The United Nations Development Programme is in Ghana this week to review sub-Saharan Africa's economic performance during the past decade. The organization's director said the region is poised for positive growth over the next few years.
While in Ghana this week, the administrator for the United Nations Development Program, Helen Clark, struck an optimistic note about the economic future of the region.
"Talking about the big picture for Africa now, the latest IMF [International Monetary Fund] forecast suggests that sub-Saharan Africa would be the second fastest growing region in the world in the next couple of years. This means Africa is part of the solution to the world's problems.
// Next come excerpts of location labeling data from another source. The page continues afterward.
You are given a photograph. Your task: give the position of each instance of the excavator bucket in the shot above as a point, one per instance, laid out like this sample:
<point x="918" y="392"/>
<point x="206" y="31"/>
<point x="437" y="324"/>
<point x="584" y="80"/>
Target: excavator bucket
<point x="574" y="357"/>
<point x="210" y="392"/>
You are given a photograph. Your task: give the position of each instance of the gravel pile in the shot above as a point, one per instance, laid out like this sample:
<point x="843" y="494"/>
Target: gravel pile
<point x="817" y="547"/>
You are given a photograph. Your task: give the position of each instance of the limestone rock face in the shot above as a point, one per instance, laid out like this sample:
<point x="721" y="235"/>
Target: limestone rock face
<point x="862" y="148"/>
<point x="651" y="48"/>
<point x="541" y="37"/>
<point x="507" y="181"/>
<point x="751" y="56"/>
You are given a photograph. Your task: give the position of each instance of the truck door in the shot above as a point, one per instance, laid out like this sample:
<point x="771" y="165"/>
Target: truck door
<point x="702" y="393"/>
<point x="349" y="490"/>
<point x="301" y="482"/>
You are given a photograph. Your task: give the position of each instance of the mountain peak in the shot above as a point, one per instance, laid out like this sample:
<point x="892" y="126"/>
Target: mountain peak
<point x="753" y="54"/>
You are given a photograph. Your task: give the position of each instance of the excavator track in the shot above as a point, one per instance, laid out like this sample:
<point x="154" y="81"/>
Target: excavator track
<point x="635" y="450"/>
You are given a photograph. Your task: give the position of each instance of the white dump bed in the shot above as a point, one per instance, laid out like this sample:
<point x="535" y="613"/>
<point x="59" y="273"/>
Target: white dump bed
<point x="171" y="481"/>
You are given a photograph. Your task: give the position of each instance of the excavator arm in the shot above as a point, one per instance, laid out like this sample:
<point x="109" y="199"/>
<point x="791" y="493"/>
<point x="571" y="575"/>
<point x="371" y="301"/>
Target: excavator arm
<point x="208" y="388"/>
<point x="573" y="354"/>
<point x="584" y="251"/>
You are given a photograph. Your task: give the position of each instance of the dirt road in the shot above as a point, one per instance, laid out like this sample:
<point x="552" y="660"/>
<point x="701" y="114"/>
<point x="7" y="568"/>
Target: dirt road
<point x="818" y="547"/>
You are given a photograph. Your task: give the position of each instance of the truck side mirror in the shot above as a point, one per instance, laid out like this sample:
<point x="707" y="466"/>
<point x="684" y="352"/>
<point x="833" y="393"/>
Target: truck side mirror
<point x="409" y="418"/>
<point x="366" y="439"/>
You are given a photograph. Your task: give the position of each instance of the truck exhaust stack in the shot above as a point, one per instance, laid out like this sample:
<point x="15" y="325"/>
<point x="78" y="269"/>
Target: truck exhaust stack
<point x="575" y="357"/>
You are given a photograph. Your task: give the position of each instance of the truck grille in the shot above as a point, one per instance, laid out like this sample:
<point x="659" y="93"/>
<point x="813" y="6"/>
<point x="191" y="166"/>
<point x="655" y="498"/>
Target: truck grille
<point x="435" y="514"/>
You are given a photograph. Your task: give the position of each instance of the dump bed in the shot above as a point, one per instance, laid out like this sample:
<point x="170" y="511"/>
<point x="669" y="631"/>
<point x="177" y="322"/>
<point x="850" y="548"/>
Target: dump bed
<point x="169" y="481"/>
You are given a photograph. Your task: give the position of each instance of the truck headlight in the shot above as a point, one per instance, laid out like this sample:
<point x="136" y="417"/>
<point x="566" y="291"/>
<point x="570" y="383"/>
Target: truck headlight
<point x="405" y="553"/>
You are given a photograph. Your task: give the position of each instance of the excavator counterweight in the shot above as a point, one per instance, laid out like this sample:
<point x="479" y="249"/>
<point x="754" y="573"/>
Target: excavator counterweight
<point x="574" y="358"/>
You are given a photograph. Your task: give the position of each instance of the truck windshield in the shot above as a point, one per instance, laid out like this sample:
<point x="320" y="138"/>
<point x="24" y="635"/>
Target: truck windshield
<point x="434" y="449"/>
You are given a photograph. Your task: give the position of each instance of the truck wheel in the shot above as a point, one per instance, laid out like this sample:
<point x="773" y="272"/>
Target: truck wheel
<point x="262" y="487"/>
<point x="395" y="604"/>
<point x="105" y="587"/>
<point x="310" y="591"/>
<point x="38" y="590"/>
This is a time of potential," she said.
The UNDP regional bureau is meeting in Accra to review the sub-Saharan region's economic performance over the past decade and look at ways to tackle challenges and sustain the gains that have been made.
Clark debunked suggestions that moving into a middle-income status would have negative impacts on poor in the sub-Saharan region.
"The fact that a country then moves into that next category of middle income status means that there is a considerable potential to mobilize resources domestically, and I think that is part of the success story," she said. "I don't think we should see it as a negative. It often involves an adjustment where there's been a significant amount of overseas development assistance that starts to drop away, but that needs to be then compensated for by domestic resource mobilization of the financial position that the country is in."
Clark also spoke about the prospects of a review of the Millennium Development Goals, as there are doubts that the 2015 targets can be met.